Communication-Efficient, 2D Parallel Stochastic Gradient Descent for Distributed-Memory Optimization

TL;DR

This paper introduces HybridSGD, a 2D parallel stochastic gradient descent method that reduces communication costs and improves scalability in distributed-memory systems, outperforming existing algorithms in convergence and speed.

Contribution

It generalizes prior 1D SGD methods to a 2D approach, providing a theoretical framework and empirical evidence of improved performance and scalability.

Findings

HybridSGD converges faster than FedAvg at similar scales.

Achieves up to 5.3x speedup over s-step SGD.

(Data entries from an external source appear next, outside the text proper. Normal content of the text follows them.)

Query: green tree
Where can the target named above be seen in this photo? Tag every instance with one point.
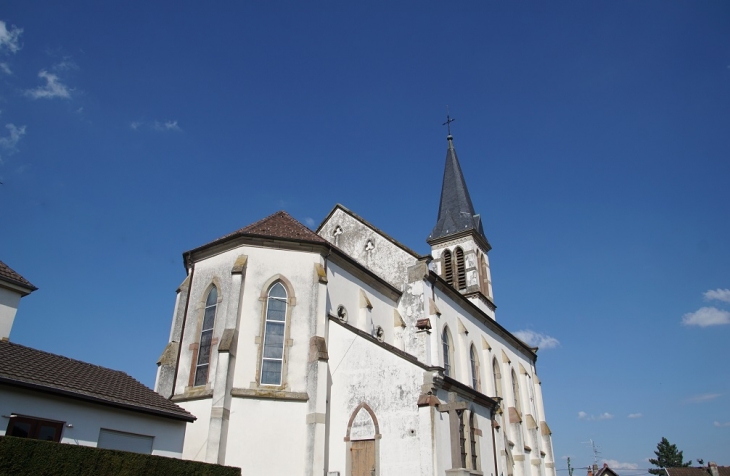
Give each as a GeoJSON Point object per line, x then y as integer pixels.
{"type": "Point", "coordinates": [667, 456]}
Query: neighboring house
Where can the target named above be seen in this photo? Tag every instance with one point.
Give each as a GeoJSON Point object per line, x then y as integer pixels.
{"type": "Point", "coordinates": [604, 471]}
{"type": "Point", "coordinates": [343, 352]}
{"type": "Point", "coordinates": [51, 397]}
{"type": "Point", "coordinates": [712, 469]}
{"type": "Point", "coordinates": [12, 287]}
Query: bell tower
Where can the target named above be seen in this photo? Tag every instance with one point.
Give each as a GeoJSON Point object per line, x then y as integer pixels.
{"type": "Point", "coordinates": [458, 243]}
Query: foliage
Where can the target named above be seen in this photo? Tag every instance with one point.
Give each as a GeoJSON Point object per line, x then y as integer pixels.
{"type": "Point", "coordinates": [23, 456]}
{"type": "Point", "coordinates": [667, 456]}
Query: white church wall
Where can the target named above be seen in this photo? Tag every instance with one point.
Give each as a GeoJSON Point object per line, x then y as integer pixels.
{"type": "Point", "coordinates": [267, 436]}
{"type": "Point", "coordinates": [368, 247]}
{"type": "Point", "coordinates": [344, 289]}
{"type": "Point", "coordinates": [83, 420]}
{"type": "Point", "coordinates": [196, 435]}
{"type": "Point", "coordinates": [363, 372]}
{"type": "Point", "coordinates": [298, 268]}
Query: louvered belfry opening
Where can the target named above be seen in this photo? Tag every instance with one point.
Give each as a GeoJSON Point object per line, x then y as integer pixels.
{"type": "Point", "coordinates": [460, 269]}
{"type": "Point", "coordinates": [448, 268]}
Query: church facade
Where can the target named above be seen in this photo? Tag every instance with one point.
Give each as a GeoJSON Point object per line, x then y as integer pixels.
{"type": "Point", "coordinates": [342, 352]}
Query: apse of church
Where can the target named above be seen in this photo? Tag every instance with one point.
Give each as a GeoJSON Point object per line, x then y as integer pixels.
{"type": "Point", "coordinates": [343, 352]}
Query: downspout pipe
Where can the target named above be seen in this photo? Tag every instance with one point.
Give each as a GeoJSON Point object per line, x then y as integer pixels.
{"type": "Point", "coordinates": [191, 271]}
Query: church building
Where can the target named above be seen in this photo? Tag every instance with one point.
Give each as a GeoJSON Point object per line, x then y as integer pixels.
{"type": "Point", "coordinates": [342, 352]}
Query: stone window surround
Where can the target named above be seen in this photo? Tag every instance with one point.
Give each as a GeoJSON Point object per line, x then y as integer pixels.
{"type": "Point", "coordinates": [348, 443]}
{"type": "Point", "coordinates": [259, 339]}
{"type": "Point", "coordinates": [195, 346]}
{"type": "Point", "coordinates": [446, 335]}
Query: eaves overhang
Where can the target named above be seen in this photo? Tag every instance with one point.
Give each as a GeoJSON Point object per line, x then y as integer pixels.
{"type": "Point", "coordinates": [187, 417]}
{"type": "Point", "coordinates": [323, 248]}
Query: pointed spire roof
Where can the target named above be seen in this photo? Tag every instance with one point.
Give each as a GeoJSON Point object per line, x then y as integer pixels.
{"type": "Point", "coordinates": [456, 212]}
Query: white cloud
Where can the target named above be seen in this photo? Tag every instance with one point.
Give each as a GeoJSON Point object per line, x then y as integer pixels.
{"type": "Point", "coordinates": [52, 89]}
{"type": "Point", "coordinates": [166, 126]}
{"type": "Point", "coordinates": [162, 126]}
{"type": "Point", "coordinates": [614, 464]}
{"type": "Point", "coordinates": [706, 397]}
{"type": "Point", "coordinates": [8, 144]}
{"type": "Point", "coordinates": [706, 316]}
{"type": "Point", "coordinates": [10, 38]}
{"type": "Point", "coordinates": [717, 294]}
{"type": "Point", "coordinates": [602, 416]}
{"type": "Point", "coordinates": [535, 339]}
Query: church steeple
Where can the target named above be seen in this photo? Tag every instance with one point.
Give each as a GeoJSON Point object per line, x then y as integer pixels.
{"type": "Point", "coordinates": [456, 212]}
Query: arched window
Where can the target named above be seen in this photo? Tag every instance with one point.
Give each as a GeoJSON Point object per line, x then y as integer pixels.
{"type": "Point", "coordinates": [448, 268]}
{"type": "Point", "coordinates": [206, 338]}
{"type": "Point", "coordinates": [448, 352]}
{"type": "Point", "coordinates": [476, 382]}
{"type": "Point", "coordinates": [473, 441]}
{"type": "Point", "coordinates": [483, 278]}
{"type": "Point", "coordinates": [497, 375]}
{"type": "Point", "coordinates": [274, 332]}
{"type": "Point", "coordinates": [516, 392]}
{"type": "Point", "coordinates": [460, 269]}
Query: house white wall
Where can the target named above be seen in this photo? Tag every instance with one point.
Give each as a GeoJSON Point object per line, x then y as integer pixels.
{"type": "Point", "coordinates": [86, 419]}
{"type": "Point", "coordinates": [9, 301]}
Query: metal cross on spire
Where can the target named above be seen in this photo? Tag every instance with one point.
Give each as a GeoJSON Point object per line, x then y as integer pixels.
{"type": "Point", "coordinates": [448, 121]}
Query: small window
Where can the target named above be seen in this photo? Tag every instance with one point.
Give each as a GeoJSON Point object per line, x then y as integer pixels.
{"type": "Point", "coordinates": [475, 377]}
{"type": "Point", "coordinates": [23, 426]}
{"type": "Point", "coordinates": [448, 352]}
{"type": "Point", "coordinates": [206, 338]}
{"type": "Point", "coordinates": [121, 440]}
{"type": "Point", "coordinates": [274, 332]}
{"type": "Point", "coordinates": [448, 268]}
{"type": "Point", "coordinates": [460, 269]}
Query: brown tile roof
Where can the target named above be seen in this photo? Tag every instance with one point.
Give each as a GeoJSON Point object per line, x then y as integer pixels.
{"type": "Point", "coordinates": [27, 367]}
{"type": "Point", "coordinates": [278, 225]}
{"type": "Point", "coordinates": [9, 275]}
{"type": "Point", "coordinates": [701, 471]}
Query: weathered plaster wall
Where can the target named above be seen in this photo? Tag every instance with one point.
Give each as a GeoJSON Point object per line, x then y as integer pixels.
{"type": "Point", "coordinates": [267, 436]}
{"type": "Point", "coordinates": [88, 418]}
{"type": "Point", "coordinates": [363, 372]}
{"type": "Point", "coordinates": [9, 301]}
{"type": "Point", "coordinates": [368, 247]}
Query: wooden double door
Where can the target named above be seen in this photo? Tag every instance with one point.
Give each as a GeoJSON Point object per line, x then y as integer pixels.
{"type": "Point", "coordinates": [363, 458]}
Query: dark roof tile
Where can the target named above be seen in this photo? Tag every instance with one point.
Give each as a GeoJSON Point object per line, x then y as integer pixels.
{"type": "Point", "coordinates": [28, 367]}
{"type": "Point", "coordinates": [8, 274]}
{"type": "Point", "coordinates": [278, 225]}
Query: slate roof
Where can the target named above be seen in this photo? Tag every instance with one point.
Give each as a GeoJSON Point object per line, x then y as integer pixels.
{"type": "Point", "coordinates": [456, 212]}
{"type": "Point", "coordinates": [278, 225]}
{"type": "Point", "coordinates": [701, 471]}
{"type": "Point", "coordinates": [9, 275]}
{"type": "Point", "coordinates": [31, 368]}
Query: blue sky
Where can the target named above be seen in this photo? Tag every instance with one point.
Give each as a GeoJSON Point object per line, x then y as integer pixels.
{"type": "Point", "coordinates": [593, 135]}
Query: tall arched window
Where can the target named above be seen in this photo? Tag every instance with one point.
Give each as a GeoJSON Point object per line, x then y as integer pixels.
{"type": "Point", "coordinates": [274, 332]}
{"type": "Point", "coordinates": [476, 382]}
{"type": "Point", "coordinates": [460, 269]}
{"type": "Point", "coordinates": [516, 392]}
{"type": "Point", "coordinates": [448, 268]}
{"type": "Point", "coordinates": [473, 441]}
{"type": "Point", "coordinates": [497, 375]}
{"type": "Point", "coordinates": [206, 338]}
{"type": "Point", "coordinates": [448, 352]}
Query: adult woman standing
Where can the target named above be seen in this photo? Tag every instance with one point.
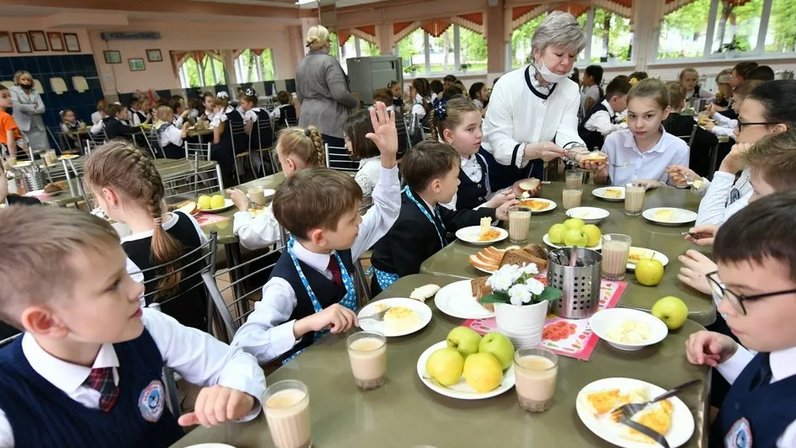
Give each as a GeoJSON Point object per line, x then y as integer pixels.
{"type": "Point", "coordinates": [533, 111]}
{"type": "Point", "coordinates": [28, 110]}
{"type": "Point", "coordinates": [322, 88]}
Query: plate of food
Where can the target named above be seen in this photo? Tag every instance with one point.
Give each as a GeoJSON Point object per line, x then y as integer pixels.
{"type": "Point", "coordinates": [461, 389]}
{"type": "Point", "coordinates": [642, 253]}
{"type": "Point", "coordinates": [458, 299]}
{"type": "Point", "coordinates": [402, 316]}
{"type": "Point", "coordinates": [537, 205]}
{"type": "Point", "coordinates": [670, 417]}
{"type": "Point", "coordinates": [628, 329]}
{"type": "Point", "coordinates": [668, 216]}
{"type": "Point", "coordinates": [482, 234]}
{"type": "Point", "coordinates": [615, 194]}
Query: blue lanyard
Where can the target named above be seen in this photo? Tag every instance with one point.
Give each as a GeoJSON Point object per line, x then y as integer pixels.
{"type": "Point", "coordinates": [442, 240]}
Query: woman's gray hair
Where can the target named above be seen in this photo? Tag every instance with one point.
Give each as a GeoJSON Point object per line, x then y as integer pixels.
{"type": "Point", "coordinates": [561, 29]}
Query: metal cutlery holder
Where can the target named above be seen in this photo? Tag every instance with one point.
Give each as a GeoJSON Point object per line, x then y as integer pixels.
{"type": "Point", "coordinates": [580, 285]}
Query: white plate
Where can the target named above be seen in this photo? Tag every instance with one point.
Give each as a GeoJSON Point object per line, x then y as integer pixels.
{"type": "Point", "coordinates": [601, 193]}
{"type": "Point", "coordinates": [391, 329]}
{"type": "Point", "coordinates": [647, 253]}
{"type": "Point", "coordinates": [590, 215]}
{"type": "Point", "coordinates": [460, 390]}
{"type": "Point", "coordinates": [550, 204]}
{"type": "Point", "coordinates": [678, 216]}
{"type": "Point", "coordinates": [227, 205]}
{"type": "Point", "coordinates": [602, 322]}
{"type": "Point", "coordinates": [470, 235]}
{"type": "Point", "coordinates": [682, 420]}
{"type": "Point", "coordinates": [546, 240]}
{"type": "Point", "coordinates": [456, 300]}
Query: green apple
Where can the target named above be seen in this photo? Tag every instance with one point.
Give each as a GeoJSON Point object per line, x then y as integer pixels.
{"type": "Point", "coordinates": [203, 202]}
{"type": "Point", "coordinates": [575, 237]}
{"type": "Point", "coordinates": [482, 372]}
{"type": "Point", "coordinates": [465, 340]}
{"type": "Point", "coordinates": [671, 310]}
{"type": "Point", "coordinates": [445, 366]}
{"type": "Point", "coordinates": [500, 346]}
{"type": "Point", "coordinates": [574, 223]}
{"type": "Point", "coordinates": [649, 272]}
{"type": "Point", "coordinates": [593, 234]}
{"type": "Point", "coordinates": [556, 233]}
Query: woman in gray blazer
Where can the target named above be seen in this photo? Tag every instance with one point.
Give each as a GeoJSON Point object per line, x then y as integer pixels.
{"type": "Point", "coordinates": [322, 88]}
{"type": "Point", "coordinates": [28, 110]}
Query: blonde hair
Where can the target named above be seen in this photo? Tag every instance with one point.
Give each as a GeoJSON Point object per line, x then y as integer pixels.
{"type": "Point", "coordinates": [317, 37]}
{"type": "Point", "coordinates": [36, 270]}
{"type": "Point", "coordinates": [304, 144]}
{"type": "Point", "coordinates": [122, 166]}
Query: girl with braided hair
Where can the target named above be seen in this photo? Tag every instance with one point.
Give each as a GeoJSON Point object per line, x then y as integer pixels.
{"type": "Point", "coordinates": [129, 189]}
{"type": "Point", "coordinates": [297, 149]}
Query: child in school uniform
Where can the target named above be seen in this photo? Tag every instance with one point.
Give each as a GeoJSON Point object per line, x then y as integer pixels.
{"type": "Point", "coordinates": [431, 173]}
{"type": "Point", "coordinates": [644, 151]}
{"type": "Point", "coordinates": [756, 280]}
{"type": "Point", "coordinates": [311, 287]}
{"type": "Point", "coordinates": [87, 370]}
{"type": "Point", "coordinates": [129, 189]}
{"type": "Point", "coordinates": [296, 149]}
{"type": "Point", "coordinates": [458, 123]}
{"type": "Point", "coordinates": [603, 119]}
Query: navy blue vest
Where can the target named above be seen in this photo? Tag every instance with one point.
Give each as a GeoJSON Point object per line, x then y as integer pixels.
{"type": "Point", "coordinates": [41, 415]}
{"type": "Point", "coordinates": [769, 408]}
{"type": "Point", "coordinates": [472, 194]}
{"type": "Point", "coordinates": [325, 290]}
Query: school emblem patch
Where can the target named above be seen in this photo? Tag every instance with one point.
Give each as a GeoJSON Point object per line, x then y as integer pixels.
{"type": "Point", "coordinates": [739, 435]}
{"type": "Point", "coordinates": [151, 401]}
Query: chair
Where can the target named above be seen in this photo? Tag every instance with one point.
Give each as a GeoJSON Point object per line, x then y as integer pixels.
{"type": "Point", "coordinates": [337, 158]}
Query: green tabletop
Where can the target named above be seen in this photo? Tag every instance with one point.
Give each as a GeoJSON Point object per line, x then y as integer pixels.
{"type": "Point", "coordinates": [405, 413]}
{"type": "Point", "coordinates": [452, 260]}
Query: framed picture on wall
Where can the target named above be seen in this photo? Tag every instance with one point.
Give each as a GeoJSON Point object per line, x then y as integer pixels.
{"type": "Point", "coordinates": [112, 56]}
{"type": "Point", "coordinates": [38, 41]}
{"type": "Point", "coordinates": [72, 42]}
{"type": "Point", "coordinates": [136, 64]}
{"type": "Point", "coordinates": [6, 46]}
{"type": "Point", "coordinates": [22, 41]}
{"type": "Point", "coordinates": [56, 41]}
{"type": "Point", "coordinates": [154, 55]}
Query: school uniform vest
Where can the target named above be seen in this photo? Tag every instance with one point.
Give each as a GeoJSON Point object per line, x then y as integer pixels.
{"type": "Point", "coordinates": [326, 291]}
{"type": "Point", "coordinates": [41, 415]}
{"type": "Point", "coordinates": [189, 307]}
{"type": "Point", "coordinates": [592, 139]}
{"type": "Point", "coordinates": [472, 194]}
{"type": "Point", "coordinates": [755, 416]}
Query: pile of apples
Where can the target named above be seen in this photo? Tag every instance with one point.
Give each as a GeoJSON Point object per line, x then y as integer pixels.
{"type": "Point", "coordinates": [574, 232]}
{"type": "Point", "coordinates": [480, 360]}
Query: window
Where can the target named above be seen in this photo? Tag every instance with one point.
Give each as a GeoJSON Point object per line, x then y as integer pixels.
{"type": "Point", "coordinates": [254, 66]}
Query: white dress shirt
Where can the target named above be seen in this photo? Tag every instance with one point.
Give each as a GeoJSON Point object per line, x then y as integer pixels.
{"type": "Point", "coordinates": [195, 355]}
{"type": "Point", "coordinates": [268, 333]}
{"type": "Point", "coordinates": [715, 207]}
{"type": "Point", "coordinates": [517, 116]}
{"type": "Point", "coordinates": [783, 365]}
{"type": "Point", "coordinates": [628, 163]}
{"type": "Point", "coordinates": [603, 121]}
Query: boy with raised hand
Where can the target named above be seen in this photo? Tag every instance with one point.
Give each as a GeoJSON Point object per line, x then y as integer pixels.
{"type": "Point", "coordinates": [87, 370]}
{"type": "Point", "coordinates": [756, 278]}
{"type": "Point", "coordinates": [311, 289]}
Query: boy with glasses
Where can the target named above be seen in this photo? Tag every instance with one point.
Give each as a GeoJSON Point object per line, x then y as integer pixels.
{"type": "Point", "coordinates": [756, 279]}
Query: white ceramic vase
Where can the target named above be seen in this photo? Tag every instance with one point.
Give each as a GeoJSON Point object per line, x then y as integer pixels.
{"type": "Point", "coordinates": [522, 324]}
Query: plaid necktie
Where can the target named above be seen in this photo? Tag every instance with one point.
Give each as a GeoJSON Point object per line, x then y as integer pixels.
{"type": "Point", "coordinates": [101, 380]}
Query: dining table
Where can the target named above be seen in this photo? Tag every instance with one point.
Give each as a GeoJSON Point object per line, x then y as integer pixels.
{"type": "Point", "coordinates": [452, 260]}
{"type": "Point", "coordinates": [406, 413]}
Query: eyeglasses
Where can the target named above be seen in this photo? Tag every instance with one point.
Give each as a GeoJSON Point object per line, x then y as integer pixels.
{"type": "Point", "coordinates": [736, 300]}
{"type": "Point", "coordinates": [741, 124]}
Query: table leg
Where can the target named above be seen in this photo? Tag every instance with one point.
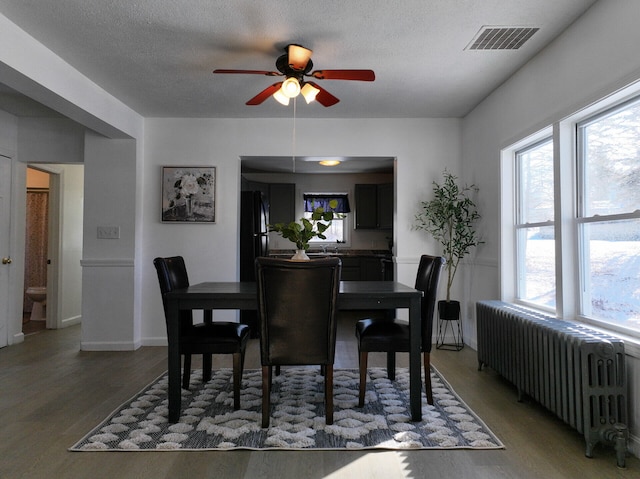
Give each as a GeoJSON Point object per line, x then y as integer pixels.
{"type": "Point", "coordinates": [415, 382]}
{"type": "Point", "coordinates": [173, 328]}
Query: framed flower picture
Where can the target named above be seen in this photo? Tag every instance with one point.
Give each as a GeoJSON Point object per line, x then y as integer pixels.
{"type": "Point", "coordinates": [188, 194]}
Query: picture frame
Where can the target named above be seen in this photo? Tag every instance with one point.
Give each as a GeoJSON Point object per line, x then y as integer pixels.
{"type": "Point", "coordinates": [188, 194]}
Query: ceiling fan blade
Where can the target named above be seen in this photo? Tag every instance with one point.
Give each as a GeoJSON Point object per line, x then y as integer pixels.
{"type": "Point", "coordinates": [324, 97]}
{"type": "Point", "coordinates": [264, 94]}
{"type": "Point", "coordinates": [360, 75]}
{"type": "Point", "coordinates": [249, 72]}
{"type": "Point", "coordinates": [298, 56]}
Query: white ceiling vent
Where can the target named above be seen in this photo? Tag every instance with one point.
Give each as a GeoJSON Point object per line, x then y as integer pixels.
{"type": "Point", "coordinates": [501, 38]}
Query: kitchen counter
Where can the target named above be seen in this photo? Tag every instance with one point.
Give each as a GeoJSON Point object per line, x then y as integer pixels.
{"type": "Point", "coordinates": [357, 265]}
{"type": "Point", "coordinates": [331, 252]}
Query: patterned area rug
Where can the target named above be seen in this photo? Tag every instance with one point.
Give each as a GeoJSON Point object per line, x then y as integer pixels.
{"type": "Point", "coordinates": [208, 421]}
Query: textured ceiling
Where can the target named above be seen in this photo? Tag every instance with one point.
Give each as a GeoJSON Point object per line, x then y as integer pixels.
{"type": "Point", "coordinates": [157, 56]}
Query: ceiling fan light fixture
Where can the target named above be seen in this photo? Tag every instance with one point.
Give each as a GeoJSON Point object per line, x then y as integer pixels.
{"type": "Point", "coordinates": [290, 87]}
{"type": "Point", "coordinates": [281, 97]}
{"type": "Point", "coordinates": [298, 57]}
{"type": "Point", "coordinates": [329, 162]}
{"type": "Point", "coordinates": [309, 92]}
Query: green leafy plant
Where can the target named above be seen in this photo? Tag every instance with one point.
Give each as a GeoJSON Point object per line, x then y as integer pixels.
{"type": "Point", "coordinates": [450, 217]}
{"type": "Point", "coordinates": [301, 233]}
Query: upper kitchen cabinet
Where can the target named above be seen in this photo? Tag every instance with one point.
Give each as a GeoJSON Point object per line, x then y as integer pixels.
{"type": "Point", "coordinates": [374, 206]}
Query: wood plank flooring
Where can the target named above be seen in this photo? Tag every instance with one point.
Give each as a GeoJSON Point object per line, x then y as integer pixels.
{"type": "Point", "coordinates": [51, 394]}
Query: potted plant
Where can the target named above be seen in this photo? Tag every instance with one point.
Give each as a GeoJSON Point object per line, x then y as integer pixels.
{"type": "Point", "coordinates": [308, 228]}
{"type": "Point", "coordinates": [450, 219]}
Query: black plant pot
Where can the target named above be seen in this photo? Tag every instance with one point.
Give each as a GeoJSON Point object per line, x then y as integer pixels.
{"type": "Point", "coordinates": [449, 310]}
{"type": "Point", "coordinates": [449, 320]}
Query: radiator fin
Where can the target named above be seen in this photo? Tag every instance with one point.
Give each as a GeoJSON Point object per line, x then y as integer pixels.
{"type": "Point", "coordinates": [574, 371]}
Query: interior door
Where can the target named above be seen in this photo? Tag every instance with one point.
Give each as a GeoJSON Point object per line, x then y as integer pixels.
{"type": "Point", "coordinates": [5, 234]}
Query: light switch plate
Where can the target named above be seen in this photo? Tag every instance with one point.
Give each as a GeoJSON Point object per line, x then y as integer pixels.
{"type": "Point", "coordinates": [108, 232]}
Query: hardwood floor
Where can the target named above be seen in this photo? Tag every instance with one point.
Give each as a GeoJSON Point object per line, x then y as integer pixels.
{"type": "Point", "coordinates": [51, 394]}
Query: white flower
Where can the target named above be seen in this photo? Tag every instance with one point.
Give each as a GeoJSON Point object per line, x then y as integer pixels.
{"type": "Point", "coordinates": [190, 185]}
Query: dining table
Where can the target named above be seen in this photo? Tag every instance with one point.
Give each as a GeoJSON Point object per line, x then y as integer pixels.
{"type": "Point", "coordinates": [353, 295]}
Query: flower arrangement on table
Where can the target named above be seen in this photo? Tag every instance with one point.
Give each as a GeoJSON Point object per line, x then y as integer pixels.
{"type": "Point", "coordinates": [308, 228]}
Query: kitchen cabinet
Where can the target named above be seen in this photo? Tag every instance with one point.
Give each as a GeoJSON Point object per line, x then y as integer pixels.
{"type": "Point", "coordinates": [374, 206]}
{"type": "Point", "coordinates": [366, 268]}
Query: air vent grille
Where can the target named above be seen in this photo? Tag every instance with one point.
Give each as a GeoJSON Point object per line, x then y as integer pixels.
{"type": "Point", "coordinates": [501, 38]}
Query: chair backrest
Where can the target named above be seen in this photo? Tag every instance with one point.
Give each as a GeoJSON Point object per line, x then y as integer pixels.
{"type": "Point", "coordinates": [427, 281]}
{"type": "Point", "coordinates": [297, 310]}
{"type": "Point", "coordinates": [172, 275]}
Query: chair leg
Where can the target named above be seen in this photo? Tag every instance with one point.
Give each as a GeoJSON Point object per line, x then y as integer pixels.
{"type": "Point", "coordinates": [391, 365]}
{"type": "Point", "coordinates": [363, 377]}
{"type": "Point", "coordinates": [328, 393]}
{"type": "Point", "coordinates": [206, 367]}
{"type": "Point", "coordinates": [266, 392]}
{"type": "Point", "coordinates": [237, 379]}
{"type": "Point", "coordinates": [427, 378]}
{"type": "Point", "coordinates": [186, 375]}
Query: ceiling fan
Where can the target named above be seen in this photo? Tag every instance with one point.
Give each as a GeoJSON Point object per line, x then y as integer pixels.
{"type": "Point", "coordinates": [295, 65]}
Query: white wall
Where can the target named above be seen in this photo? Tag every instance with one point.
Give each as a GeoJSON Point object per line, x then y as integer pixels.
{"type": "Point", "coordinates": [423, 147]}
{"type": "Point", "coordinates": [595, 57]}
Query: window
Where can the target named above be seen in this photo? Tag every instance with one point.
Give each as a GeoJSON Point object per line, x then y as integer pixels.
{"type": "Point", "coordinates": [535, 238]}
{"type": "Point", "coordinates": [608, 215]}
{"type": "Point", "coordinates": [570, 234]}
{"type": "Point", "coordinates": [336, 233]}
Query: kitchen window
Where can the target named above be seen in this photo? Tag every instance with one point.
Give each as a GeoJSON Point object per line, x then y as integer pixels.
{"type": "Point", "coordinates": [337, 232]}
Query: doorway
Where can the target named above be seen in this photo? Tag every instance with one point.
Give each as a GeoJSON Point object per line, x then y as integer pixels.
{"type": "Point", "coordinates": [36, 261]}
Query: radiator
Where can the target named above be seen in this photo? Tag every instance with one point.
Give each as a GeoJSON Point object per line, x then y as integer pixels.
{"type": "Point", "coordinates": [576, 372]}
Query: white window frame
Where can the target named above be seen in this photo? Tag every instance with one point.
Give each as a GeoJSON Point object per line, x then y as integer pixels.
{"type": "Point", "coordinates": [567, 222]}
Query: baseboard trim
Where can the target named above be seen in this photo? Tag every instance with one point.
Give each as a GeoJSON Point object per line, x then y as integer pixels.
{"type": "Point", "coordinates": [109, 346]}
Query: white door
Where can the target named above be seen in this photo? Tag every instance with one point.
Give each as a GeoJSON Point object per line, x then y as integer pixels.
{"type": "Point", "coordinates": [5, 235]}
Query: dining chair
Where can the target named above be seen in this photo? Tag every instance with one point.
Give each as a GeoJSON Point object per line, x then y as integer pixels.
{"type": "Point", "coordinates": [297, 311]}
{"type": "Point", "coordinates": [392, 335]}
{"type": "Point", "coordinates": [207, 338]}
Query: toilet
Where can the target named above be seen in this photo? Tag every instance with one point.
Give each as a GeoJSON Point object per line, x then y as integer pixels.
{"type": "Point", "coordinates": [38, 294]}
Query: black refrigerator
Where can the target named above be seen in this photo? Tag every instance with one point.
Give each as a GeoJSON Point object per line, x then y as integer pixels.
{"type": "Point", "coordinates": [254, 242]}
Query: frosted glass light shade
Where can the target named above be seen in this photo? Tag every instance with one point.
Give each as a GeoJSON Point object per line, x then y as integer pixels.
{"type": "Point", "coordinates": [290, 87]}
{"type": "Point", "coordinates": [309, 92]}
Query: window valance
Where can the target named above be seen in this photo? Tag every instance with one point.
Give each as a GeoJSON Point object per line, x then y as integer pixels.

Achieves up to 121x speedup over FedAvg.

Abstract

Distributed-memory implementations of numerical optimization algorithm, such as stochastic gradient descent (SGD), require interprocessor communication at every iteration of the algorithm. On modern distributed-memory clusters where communication is more expensive than computation, the scalability and performance of these algorithms are limited by communication cost. This work generalizes prior work on 1D $s$-step SGD and 1D Federated SGD with Averaging (FedAvg) to yield a 2D parallel SGD method (HybridSGD) which attains a continuous performance trade off between the two baseline algorithms. We present theoretical analysis which show the convergence, computation, communication, and memory trade offs between $s$-step SGD, FedAvg, 2D parallel SGD, and other parallel SGD variants. We implement all algorithms in C++ and MPI and evaluate their performance on a Cray EX supercomputing system. Our empirical results show that HybridSGD achieves better convergence than FedAvg at similar processor scales while attaining speedups of $5.3\times$ over $s$-step SGD and speedups up to $121\times$ over FedAvg when used to solve binary classification tasks using the convex, logistic regression model on datasets obtained from the LIBSVM repository.